New rules on gender pay gap reporting which came into force on 6 April aim to encourage equal pay in the workplace, but there are still question marks over how effective they will be.

In broad terms, the legislation will require employers with 250 or more members of staff to publish online the average salary and bonus figures for men and women within their organisation. Currently within the North East, there are around 338 companies with a turnover of more than £36m that meet the criteria, with the largest percentage of organisations in the Tyne and Wear area.

The new rules aim to address the imbalance in pay between men and women in the workplace. The Office for National Statistics has reported that although the national median gender pay gap for full time employees has narrowed over the past two decades from 27.5 per cent to 9.4 per cent, men still have a pay advantage over women.

Private and voluntary sector organisations in scope will have to publish their gender pay gap reports on their own websites as well as on a government website no later than 4 April 2018. The data should include hourly pay rates and bonus figures starting from the period 6 April 2016 to 5 April 2017. The reports will have to remain online for a period of at least three years.

Commenting on the new rules, Jackie Hall, RSM tax partner, head of employment taxes for the North East and Yorkshire, said: ‘The positive challenge of these new rules is to raise awareness of any gender pay gap in the workplace with a view to ensuring that men and women are equally recognised for their contribution to the business.’
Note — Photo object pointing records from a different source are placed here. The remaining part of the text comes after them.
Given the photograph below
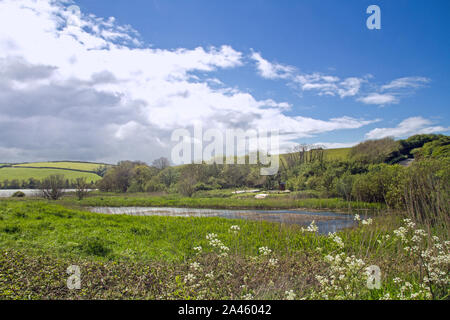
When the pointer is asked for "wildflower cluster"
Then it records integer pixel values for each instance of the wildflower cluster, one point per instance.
(344, 278)
(216, 243)
(433, 256)
(265, 251)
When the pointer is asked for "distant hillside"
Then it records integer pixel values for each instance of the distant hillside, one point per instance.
(39, 170)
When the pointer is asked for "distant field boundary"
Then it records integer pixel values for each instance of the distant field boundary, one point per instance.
(70, 161)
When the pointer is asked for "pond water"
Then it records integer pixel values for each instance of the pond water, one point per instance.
(28, 192)
(326, 221)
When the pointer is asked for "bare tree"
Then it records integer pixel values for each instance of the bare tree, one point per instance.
(52, 187)
(161, 163)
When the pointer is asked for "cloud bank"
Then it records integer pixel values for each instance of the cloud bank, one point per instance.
(77, 86)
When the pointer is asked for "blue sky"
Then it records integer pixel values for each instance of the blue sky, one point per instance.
(324, 36)
(318, 57)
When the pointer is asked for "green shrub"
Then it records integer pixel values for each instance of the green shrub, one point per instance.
(95, 246)
(18, 194)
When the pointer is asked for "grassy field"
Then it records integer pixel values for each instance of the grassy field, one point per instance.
(84, 166)
(23, 174)
(272, 202)
(126, 257)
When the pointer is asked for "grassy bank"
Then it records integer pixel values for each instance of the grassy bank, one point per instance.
(274, 202)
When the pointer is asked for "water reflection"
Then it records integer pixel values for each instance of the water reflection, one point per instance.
(325, 221)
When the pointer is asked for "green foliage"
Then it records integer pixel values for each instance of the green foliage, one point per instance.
(436, 149)
(18, 194)
(52, 187)
(375, 151)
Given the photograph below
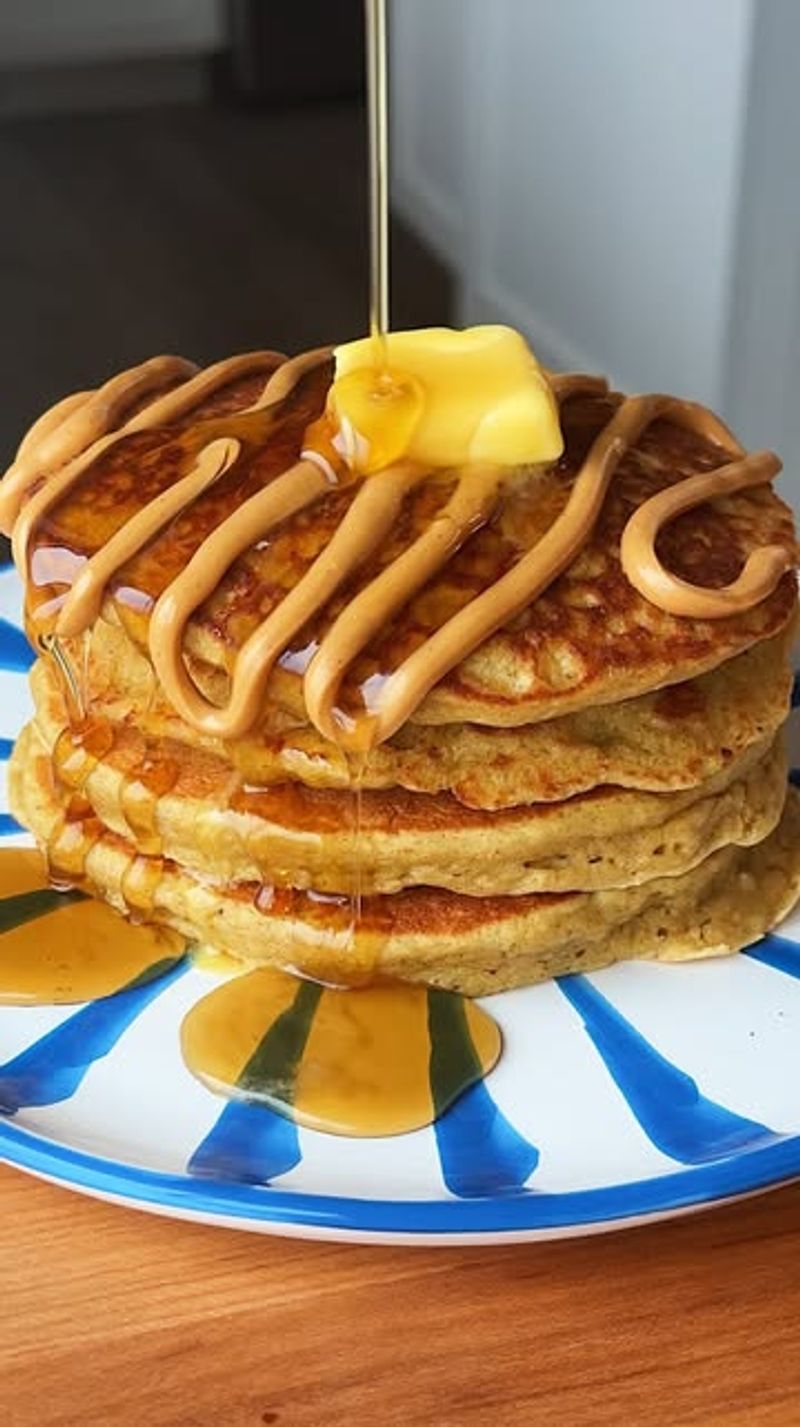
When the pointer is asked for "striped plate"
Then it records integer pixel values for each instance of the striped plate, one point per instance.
(635, 1093)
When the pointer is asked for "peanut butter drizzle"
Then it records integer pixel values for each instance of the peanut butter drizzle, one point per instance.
(365, 524)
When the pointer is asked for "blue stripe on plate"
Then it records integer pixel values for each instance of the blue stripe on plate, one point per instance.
(248, 1145)
(676, 1118)
(16, 652)
(479, 1152)
(52, 1069)
(776, 952)
(522, 1212)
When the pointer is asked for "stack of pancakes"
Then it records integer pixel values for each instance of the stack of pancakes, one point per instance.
(598, 781)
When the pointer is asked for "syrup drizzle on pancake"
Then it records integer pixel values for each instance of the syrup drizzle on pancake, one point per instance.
(477, 493)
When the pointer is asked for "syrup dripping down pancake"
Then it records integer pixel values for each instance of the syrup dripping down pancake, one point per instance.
(588, 640)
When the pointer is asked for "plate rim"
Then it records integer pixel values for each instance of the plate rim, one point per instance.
(526, 1212)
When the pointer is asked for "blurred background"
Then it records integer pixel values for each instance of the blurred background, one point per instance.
(621, 179)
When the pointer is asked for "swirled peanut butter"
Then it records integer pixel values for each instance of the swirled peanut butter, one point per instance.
(479, 431)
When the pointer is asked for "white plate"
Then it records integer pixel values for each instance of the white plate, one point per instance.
(635, 1093)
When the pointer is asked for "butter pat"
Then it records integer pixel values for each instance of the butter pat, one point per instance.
(445, 398)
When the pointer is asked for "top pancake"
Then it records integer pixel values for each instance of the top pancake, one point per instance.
(589, 640)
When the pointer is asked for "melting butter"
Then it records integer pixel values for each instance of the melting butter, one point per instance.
(447, 398)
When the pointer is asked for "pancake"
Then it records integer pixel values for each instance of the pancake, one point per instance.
(659, 742)
(475, 945)
(291, 835)
(589, 640)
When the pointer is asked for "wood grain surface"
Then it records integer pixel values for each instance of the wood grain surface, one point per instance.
(111, 1319)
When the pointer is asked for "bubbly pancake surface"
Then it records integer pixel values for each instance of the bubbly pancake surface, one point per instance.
(208, 821)
(598, 779)
(475, 945)
(591, 638)
(672, 738)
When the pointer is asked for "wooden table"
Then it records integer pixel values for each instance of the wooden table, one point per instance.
(111, 1317)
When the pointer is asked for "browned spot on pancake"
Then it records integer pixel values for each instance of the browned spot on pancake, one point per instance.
(589, 638)
(680, 701)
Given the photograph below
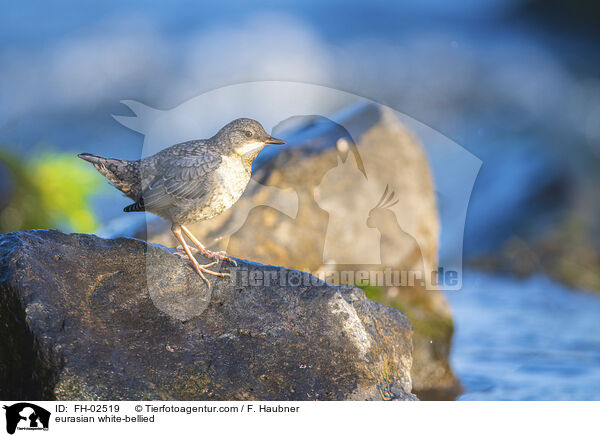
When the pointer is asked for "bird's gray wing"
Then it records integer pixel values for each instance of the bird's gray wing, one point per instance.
(179, 178)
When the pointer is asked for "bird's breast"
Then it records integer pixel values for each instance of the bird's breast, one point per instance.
(231, 179)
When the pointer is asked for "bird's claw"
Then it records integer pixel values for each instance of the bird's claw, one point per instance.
(219, 256)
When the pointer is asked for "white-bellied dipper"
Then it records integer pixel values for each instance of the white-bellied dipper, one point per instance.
(191, 181)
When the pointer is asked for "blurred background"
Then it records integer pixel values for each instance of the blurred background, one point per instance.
(515, 82)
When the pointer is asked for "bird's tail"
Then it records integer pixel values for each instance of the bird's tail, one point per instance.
(124, 175)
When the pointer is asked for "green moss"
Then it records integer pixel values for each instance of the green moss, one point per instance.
(51, 190)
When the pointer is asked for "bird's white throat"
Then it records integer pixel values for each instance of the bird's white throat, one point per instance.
(250, 147)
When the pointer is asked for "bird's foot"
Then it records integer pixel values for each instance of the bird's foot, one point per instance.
(218, 256)
(180, 252)
(201, 269)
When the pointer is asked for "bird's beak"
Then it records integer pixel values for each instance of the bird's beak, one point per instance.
(272, 140)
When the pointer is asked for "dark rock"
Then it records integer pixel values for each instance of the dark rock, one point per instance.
(339, 172)
(90, 319)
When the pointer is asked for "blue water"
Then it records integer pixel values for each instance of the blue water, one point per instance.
(526, 339)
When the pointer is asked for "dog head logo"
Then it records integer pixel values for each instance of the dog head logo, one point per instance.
(26, 416)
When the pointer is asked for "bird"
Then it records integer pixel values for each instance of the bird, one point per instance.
(190, 181)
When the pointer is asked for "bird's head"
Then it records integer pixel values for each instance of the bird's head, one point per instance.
(246, 137)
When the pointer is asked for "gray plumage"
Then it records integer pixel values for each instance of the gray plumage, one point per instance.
(190, 181)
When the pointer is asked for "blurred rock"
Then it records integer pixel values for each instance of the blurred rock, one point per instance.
(340, 172)
(90, 319)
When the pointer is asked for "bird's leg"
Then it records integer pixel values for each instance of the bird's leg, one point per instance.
(204, 251)
(200, 269)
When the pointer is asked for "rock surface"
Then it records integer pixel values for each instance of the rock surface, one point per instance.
(339, 172)
(85, 318)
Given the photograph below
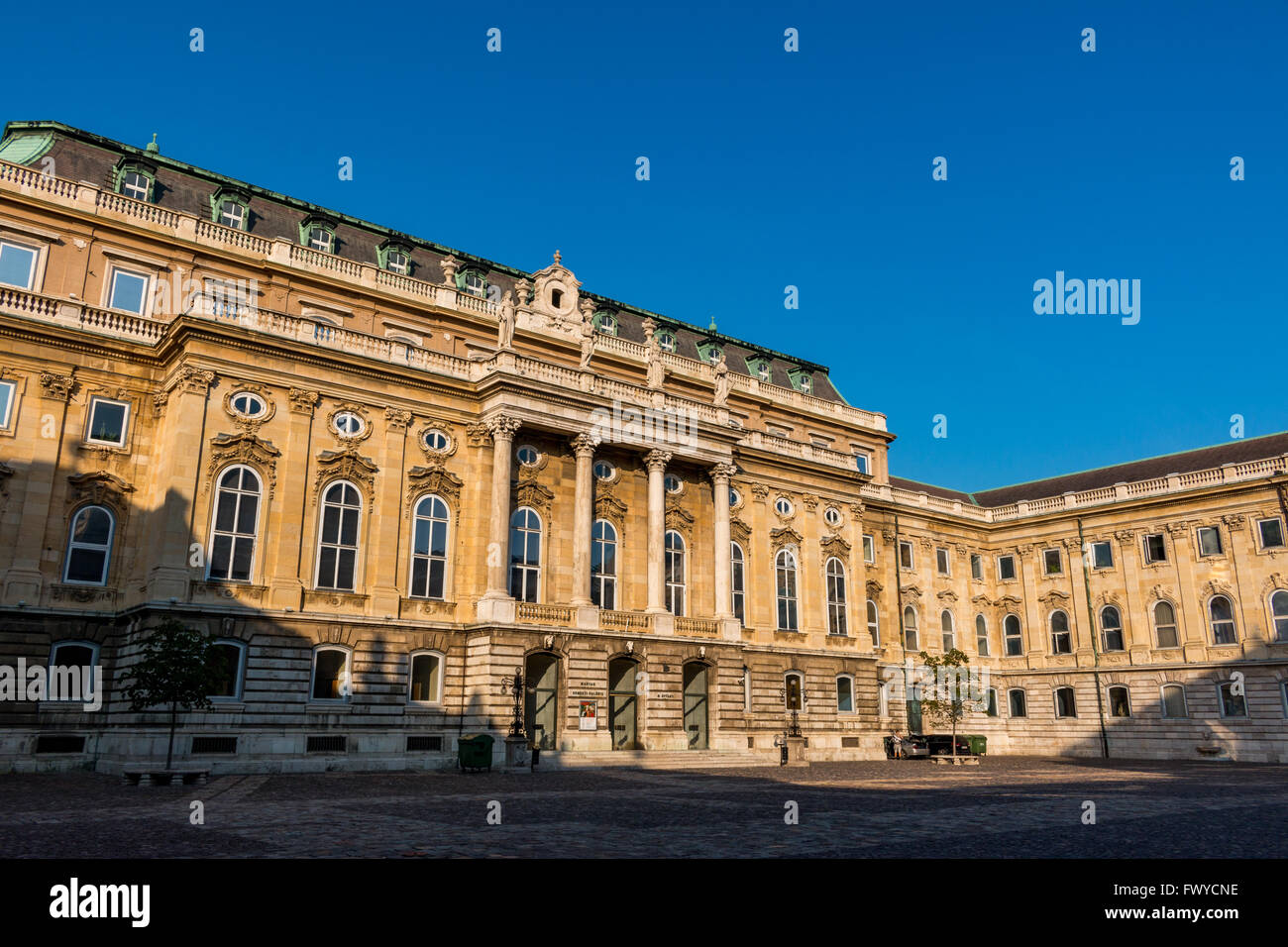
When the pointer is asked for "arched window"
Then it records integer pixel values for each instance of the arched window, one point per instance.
(330, 674)
(948, 629)
(1065, 705)
(524, 554)
(89, 547)
(603, 565)
(1014, 635)
(227, 664)
(1223, 620)
(236, 521)
(982, 635)
(845, 693)
(1173, 701)
(1111, 629)
(425, 678)
(674, 573)
(836, 622)
(794, 690)
(429, 549)
(1061, 642)
(910, 629)
(1279, 613)
(738, 582)
(785, 569)
(338, 540)
(1164, 625)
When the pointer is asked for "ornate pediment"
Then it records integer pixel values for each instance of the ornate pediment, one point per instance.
(784, 536)
(244, 449)
(532, 493)
(433, 479)
(347, 466)
(678, 518)
(99, 487)
(608, 506)
(835, 545)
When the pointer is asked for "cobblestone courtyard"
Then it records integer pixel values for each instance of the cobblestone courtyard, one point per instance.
(1004, 808)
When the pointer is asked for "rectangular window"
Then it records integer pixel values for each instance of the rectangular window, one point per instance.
(1006, 567)
(17, 264)
(1210, 540)
(1271, 532)
(107, 421)
(8, 389)
(129, 291)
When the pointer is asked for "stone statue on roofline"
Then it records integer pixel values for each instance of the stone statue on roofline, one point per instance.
(505, 322)
(721, 381)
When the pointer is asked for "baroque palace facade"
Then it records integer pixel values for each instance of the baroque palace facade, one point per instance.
(384, 475)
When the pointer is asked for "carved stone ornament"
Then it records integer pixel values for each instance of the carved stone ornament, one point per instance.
(347, 466)
(303, 401)
(244, 449)
(99, 488)
(433, 479)
(56, 386)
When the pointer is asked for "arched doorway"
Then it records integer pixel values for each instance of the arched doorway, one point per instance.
(696, 705)
(623, 702)
(541, 709)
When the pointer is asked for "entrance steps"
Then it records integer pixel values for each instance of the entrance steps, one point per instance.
(653, 759)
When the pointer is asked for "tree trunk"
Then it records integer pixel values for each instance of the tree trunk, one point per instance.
(168, 750)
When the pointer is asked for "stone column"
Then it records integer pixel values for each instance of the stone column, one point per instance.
(584, 515)
(498, 535)
(656, 463)
(284, 586)
(720, 474)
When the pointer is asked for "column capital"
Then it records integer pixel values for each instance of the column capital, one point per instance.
(721, 472)
(501, 427)
(657, 460)
(585, 445)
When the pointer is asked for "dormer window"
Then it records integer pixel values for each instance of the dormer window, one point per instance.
(317, 234)
(605, 322)
(394, 258)
(134, 180)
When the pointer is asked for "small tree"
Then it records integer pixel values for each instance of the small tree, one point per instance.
(174, 669)
(945, 703)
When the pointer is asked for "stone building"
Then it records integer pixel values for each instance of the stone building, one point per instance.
(384, 475)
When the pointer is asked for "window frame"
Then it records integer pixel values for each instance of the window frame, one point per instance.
(239, 674)
(107, 548)
(438, 677)
(339, 547)
(233, 534)
(429, 558)
(347, 676)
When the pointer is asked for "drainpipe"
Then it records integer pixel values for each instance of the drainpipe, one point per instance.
(1095, 651)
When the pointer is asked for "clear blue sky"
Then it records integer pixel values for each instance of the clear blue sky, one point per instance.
(773, 167)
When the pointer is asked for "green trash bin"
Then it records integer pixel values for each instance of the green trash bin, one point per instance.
(475, 753)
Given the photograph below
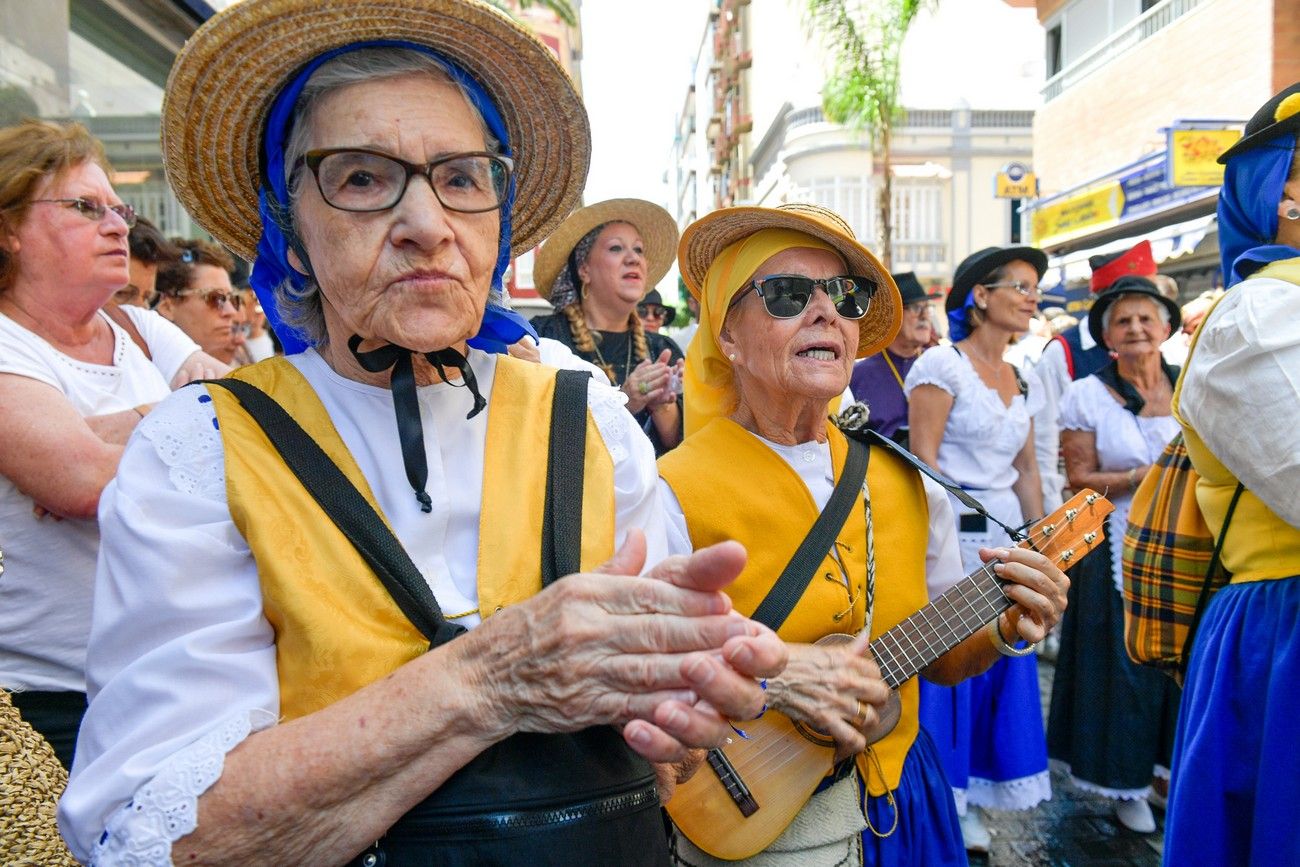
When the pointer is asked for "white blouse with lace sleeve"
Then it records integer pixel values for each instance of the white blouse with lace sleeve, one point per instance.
(182, 660)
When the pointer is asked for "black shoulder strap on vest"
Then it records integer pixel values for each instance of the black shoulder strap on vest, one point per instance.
(780, 601)
(349, 510)
(562, 519)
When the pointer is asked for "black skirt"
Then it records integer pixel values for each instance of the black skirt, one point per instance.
(1110, 719)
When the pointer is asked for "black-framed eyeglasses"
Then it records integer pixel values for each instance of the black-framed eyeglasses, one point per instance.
(364, 181)
(787, 295)
(1022, 286)
(215, 297)
(92, 209)
(653, 311)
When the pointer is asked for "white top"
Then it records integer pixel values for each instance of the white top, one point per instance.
(811, 460)
(1242, 390)
(50, 564)
(983, 436)
(1123, 442)
(182, 664)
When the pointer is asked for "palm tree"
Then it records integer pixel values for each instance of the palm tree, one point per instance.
(566, 9)
(865, 38)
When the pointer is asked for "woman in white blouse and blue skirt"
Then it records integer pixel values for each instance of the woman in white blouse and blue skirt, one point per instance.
(1112, 722)
(970, 417)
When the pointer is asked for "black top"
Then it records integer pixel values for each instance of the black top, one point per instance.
(616, 350)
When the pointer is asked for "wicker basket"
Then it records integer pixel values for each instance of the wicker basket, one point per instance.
(31, 779)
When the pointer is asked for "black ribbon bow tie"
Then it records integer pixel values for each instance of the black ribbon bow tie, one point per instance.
(406, 404)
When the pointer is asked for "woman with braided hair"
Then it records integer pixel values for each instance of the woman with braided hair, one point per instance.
(594, 271)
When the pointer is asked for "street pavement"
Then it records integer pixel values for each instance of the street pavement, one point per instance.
(1074, 828)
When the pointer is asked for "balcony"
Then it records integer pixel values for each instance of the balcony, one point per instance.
(1142, 27)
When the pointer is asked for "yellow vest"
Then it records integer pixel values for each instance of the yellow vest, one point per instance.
(337, 628)
(732, 486)
(1260, 545)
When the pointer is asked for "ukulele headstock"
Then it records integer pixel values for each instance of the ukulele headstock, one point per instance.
(1073, 530)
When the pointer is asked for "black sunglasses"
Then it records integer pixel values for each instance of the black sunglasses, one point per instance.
(787, 295)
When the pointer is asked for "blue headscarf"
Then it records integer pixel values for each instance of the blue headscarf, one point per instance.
(499, 326)
(1248, 208)
(960, 320)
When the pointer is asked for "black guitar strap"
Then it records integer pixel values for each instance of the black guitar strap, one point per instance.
(369, 534)
(780, 601)
(852, 421)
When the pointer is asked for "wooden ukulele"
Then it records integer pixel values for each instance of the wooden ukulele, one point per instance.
(753, 788)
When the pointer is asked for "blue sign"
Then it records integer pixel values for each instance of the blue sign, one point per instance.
(1148, 190)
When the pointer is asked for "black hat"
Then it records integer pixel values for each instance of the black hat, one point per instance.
(1278, 116)
(1129, 286)
(653, 297)
(982, 263)
(910, 287)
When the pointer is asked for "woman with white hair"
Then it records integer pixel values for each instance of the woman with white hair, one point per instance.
(1112, 722)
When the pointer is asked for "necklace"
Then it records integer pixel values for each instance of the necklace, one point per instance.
(609, 368)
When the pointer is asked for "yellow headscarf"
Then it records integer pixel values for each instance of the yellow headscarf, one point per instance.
(710, 390)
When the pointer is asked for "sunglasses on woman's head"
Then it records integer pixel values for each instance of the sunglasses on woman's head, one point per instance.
(787, 295)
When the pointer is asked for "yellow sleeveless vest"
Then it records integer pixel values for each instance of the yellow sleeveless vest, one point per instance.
(1260, 545)
(337, 628)
(732, 486)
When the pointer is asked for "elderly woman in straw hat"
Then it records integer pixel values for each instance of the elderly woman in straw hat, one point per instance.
(321, 636)
(788, 300)
(597, 267)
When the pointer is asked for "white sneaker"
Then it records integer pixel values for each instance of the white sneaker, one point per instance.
(1135, 815)
(974, 831)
‘That being said, whilst the legislation should, in theory, improve business transparency and gender equality, there are currently no formal penalties for non-compliance or for publishing inaccurate information.’

‘In addition, the published data won’t always be sufficient in painting an accurate picture of whether there is an imbalance in pay between men and women doing exactly the same jobs, as the figures will be an annual listing of numerical averages, accompanied by vague narrative summaries.’

‘What these rules will likely do is impose a reputational risk on those businesses who either fail to report or fail to adequately explain any gender pay gap; whether they lead to positive change to address that imbalance, only time will tell.’

‘Due to the close-knit nature of the north east market, these changes in legislation will hopefully only encourage businesses to be as transparent as possible, so as to not miss out on the best talent in the market. Failure to do so could also mean risking current talent due to confirmed inequality within the business ’.